В общем, все это сделалось каким-то моим наваждением. Однажды я даже видела во сне Яковкина в парчовых трусиках (верх неприличия). Вороша этот мусор, я спрашивала себя: «Ну на что я убиваю свое время?» — но перестать уже не могла. Мной овладел какой-то гнусный азарт. Иногда я чувствую себя чем-то сродни моему врагу Флягину — он тоже, занявшись какой-то проблемой, впивается в нее бульдожьей хваткой и уже не может разжать челюстей. Разница в том, что он со сжатыми челюстями живет всю жизнь, а я только время от времени. К концу двух-трех недель я уже была законченным знатоком всей проблематики и трудов кафедры Яковкина и полностью вооружена для предстоящего выступления на совете.
За моей малоосмысленной деятельностью с насмешкой наблюдал Лева Маркин.
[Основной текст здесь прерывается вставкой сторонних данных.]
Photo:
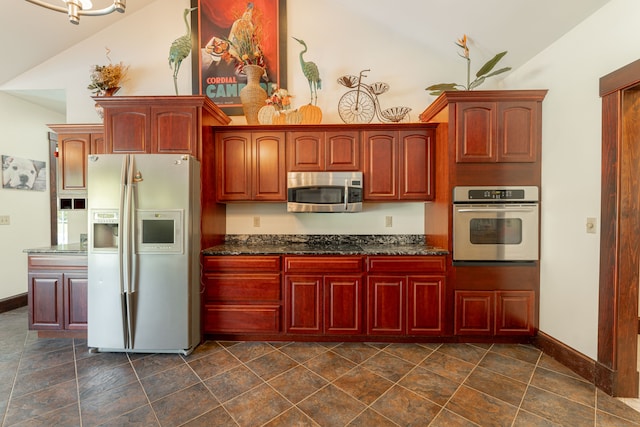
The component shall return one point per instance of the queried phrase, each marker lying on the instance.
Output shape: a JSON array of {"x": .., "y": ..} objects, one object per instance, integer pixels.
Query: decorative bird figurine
[
  {"x": 180, "y": 49},
  {"x": 310, "y": 71}
]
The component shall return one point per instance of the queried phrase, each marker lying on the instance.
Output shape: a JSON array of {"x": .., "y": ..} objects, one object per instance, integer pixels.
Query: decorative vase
[
  {"x": 252, "y": 95},
  {"x": 105, "y": 92}
]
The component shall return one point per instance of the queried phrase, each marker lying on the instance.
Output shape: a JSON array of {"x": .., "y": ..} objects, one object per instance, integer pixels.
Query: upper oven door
[{"x": 495, "y": 232}]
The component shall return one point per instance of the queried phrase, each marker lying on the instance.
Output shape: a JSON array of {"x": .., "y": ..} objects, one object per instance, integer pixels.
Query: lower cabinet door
[
  {"x": 386, "y": 305},
  {"x": 46, "y": 301},
  {"x": 303, "y": 299},
  {"x": 473, "y": 313},
  {"x": 425, "y": 307},
  {"x": 342, "y": 305},
  {"x": 75, "y": 301}
]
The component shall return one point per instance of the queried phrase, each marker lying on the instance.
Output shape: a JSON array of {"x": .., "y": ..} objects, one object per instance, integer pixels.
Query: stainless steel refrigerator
[{"x": 143, "y": 253}]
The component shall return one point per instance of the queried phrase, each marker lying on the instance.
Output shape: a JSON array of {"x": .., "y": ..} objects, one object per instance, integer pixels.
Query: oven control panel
[{"x": 496, "y": 194}]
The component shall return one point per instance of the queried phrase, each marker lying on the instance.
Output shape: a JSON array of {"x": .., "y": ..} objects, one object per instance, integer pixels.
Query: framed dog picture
[
  {"x": 221, "y": 28},
  {"x": 23, "y": 174}
]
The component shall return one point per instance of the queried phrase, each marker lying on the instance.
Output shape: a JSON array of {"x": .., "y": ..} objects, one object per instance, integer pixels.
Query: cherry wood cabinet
[
  {"x": 319, "y": 150},
  {"x": 323, "y": 294},
  {"x": 57, "y": 292},
  {"x": 158, "y": 124},
  {"x": 489, "y": 313},
  {"x": 75, "y": 143},
  {"x": 398, "y": 164},
  {"x": 250, "y": 166},
  {"x": 242, "y": 294},
  {"x": 405, "y": 295}
]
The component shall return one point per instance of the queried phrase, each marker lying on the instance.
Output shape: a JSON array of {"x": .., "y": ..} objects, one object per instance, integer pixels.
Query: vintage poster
[{"x": 219, "y": 70}]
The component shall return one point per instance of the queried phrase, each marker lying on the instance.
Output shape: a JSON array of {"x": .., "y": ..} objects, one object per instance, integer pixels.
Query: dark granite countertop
[
  {"x": 323, "y": 245},
  {"x": 66, "y": 249}
]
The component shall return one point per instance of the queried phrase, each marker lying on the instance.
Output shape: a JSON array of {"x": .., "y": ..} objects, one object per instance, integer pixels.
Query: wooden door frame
[{"x": 616, "y": 367}]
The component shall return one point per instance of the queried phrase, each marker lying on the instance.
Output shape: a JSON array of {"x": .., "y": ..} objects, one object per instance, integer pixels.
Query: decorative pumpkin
[
  {"x": 266, "y": 114},
  {"x": 311, "y": 114}
]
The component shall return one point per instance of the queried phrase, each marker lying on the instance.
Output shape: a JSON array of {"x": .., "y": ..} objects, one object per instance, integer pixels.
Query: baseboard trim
[
  {"x": 13, "y": 302},
  {"x": 569, "y": 357}
]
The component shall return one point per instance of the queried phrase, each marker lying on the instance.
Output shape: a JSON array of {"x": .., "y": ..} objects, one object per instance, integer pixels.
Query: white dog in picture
[{"x": 18, "y": 173}]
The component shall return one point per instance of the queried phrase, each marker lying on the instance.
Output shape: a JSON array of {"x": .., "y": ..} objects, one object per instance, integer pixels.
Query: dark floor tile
[
  {"x": 363, "y": 384},
  {"x": 100, "y": 379},
  {"x": 271, "y": 365},
  {"x": 430, "y": 385},
  {"x": 371, "y": 418},
  {"x": 496, "y": 385},
  {"x": 213, "y": 364},
  {"x": 613, "y": 406},
  {"x": 204, "y": 349},
  {"x": 297, "y": 384},
  {"x": 527, "y": 419},
  {"x": 292, "y": 418},
  {"x": 330, "y": 365},
  {"x": 41, "y": 402},
  {"x": 388, "y": 366},
  {"x": 232, "y": 383},
  {"x": 112, "y": 403},
  {"x": 246, "y": 351},
  {"x": 447, "y": 366},
  {"x": 467, "y": 352},
  {"x": 406, "y": 408},
  {"x": 67, "y": 416},
  {"x": 568, "y": 387},
  {"x": 355, "y": 351},
  {"x": 154, "y": 363},
  {"x": 303, "y": 351},
  {"x": 413, "y": 353},
  {"x": 141, "y": 417},
  {"x": 524, "y": 352},
  {"x": 43, "y": 378},
  {"x": 556, "y": 408},
  {"x": 185, "y": 405},
  {"x": 481, "y": 408},
  {"x": 331, "y": 407},
  {"x": 217, "y": 417},
  {"x": 257, "y": 406},
  {"x": 508, "y": 366},
  {"x": 448, "y": 419},
  {"x": 169, "y": 381},
  {"x": 604, "y": 419}
]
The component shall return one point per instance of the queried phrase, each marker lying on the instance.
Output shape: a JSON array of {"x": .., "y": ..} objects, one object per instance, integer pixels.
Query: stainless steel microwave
[{"x": 324, "y": 192}]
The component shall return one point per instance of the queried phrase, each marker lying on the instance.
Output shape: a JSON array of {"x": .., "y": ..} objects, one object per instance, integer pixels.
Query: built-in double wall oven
[{"x": 495, "y": 224}]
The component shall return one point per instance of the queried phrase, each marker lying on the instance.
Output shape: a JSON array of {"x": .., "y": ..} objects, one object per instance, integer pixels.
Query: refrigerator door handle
[{"x": 121, "y": 250}]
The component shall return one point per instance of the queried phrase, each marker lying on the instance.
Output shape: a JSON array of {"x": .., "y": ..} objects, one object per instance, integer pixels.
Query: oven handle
[{"x": 501, "y": 209}]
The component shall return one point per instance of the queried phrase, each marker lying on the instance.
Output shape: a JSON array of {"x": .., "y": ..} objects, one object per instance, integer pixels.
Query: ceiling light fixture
[{"x": 75, "y": 8}]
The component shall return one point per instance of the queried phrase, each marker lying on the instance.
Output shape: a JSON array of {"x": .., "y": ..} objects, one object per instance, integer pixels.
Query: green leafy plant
[{"x": 483, "y": 73}]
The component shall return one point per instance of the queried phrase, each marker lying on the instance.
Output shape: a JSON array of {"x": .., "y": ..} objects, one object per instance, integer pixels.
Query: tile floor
[{"x": 47, "y": 382}]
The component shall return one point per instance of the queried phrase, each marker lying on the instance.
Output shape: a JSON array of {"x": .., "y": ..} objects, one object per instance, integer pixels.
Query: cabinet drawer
[
  {"x": 235, "y": 263},
  {"x": 406, "y": 264},
  {"x": 220, "y": 318},
  {"x": 322, "y": 264},
  {"x": 242, "y": 287}
]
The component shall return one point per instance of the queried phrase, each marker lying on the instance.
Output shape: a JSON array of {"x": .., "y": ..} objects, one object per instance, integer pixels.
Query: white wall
[
  {"x": 24, "y": 134},
  {"x": 571, "y": 156}
]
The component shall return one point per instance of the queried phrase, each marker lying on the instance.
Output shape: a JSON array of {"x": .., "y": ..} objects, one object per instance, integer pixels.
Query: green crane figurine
[
  {"x": 180, "y": 49},
  {"x": 310, "y": 71}
]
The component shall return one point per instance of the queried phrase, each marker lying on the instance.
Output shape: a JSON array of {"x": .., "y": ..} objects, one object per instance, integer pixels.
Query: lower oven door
[{"x": 495, "y": 232}]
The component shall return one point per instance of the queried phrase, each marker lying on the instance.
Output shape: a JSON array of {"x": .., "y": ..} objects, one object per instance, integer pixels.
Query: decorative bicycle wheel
[{"x": 356, "y": 107}]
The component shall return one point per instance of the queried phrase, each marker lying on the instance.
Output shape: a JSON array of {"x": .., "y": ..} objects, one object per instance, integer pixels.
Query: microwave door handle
[{"x": 346, "y": 194}]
— Ну зачем вы роетесь во всей этой дряни? Ей-богу, жемчужного зерна вы там не найдете. Ради чего вы тратите время?
— Ради справедливости.
— Ох, как пышно. Женщина Дон Кихот, верхом на Росинанте воюющая с мельницами… Ей-богу, это не делает вас привлекательнее.
Что-то новое. Такого я от Левы Маркина еще не слышала. Он приобретает самостоятельность. Ну что ж, давно пора. И все-таки грустно…
Но речь о Яковкине. Наступил наконец день защиты его диссертации. Я не член институтского большого совета, где защищаются докторские, и не имею отношения к кафедре Яковкина. Мое появление на совете было встречено с недоумением: делать ей нечего, что ли? (Разумеется, молча.) Флягин был тут и направил на меня взор василиска. «Эх, напрасно я в это дело ввязалась!» Но отступать было поздно.
Вся кафедра Яковкина пришла болеть за своего главу, и Карпухин в том числе — тоненький, грустный, как побитый морозом цветик. Я ему кивнула, он поглядел на меня со страхом. С опаской глядел на меня и сам диссертант, который сидел в переднем ряду, нервно оглядываясь. Профессор Яковкин сзади был еще больше похож на кота, чем анфас. Щеки торчали из-за ушей, а усы торчали из-за щек.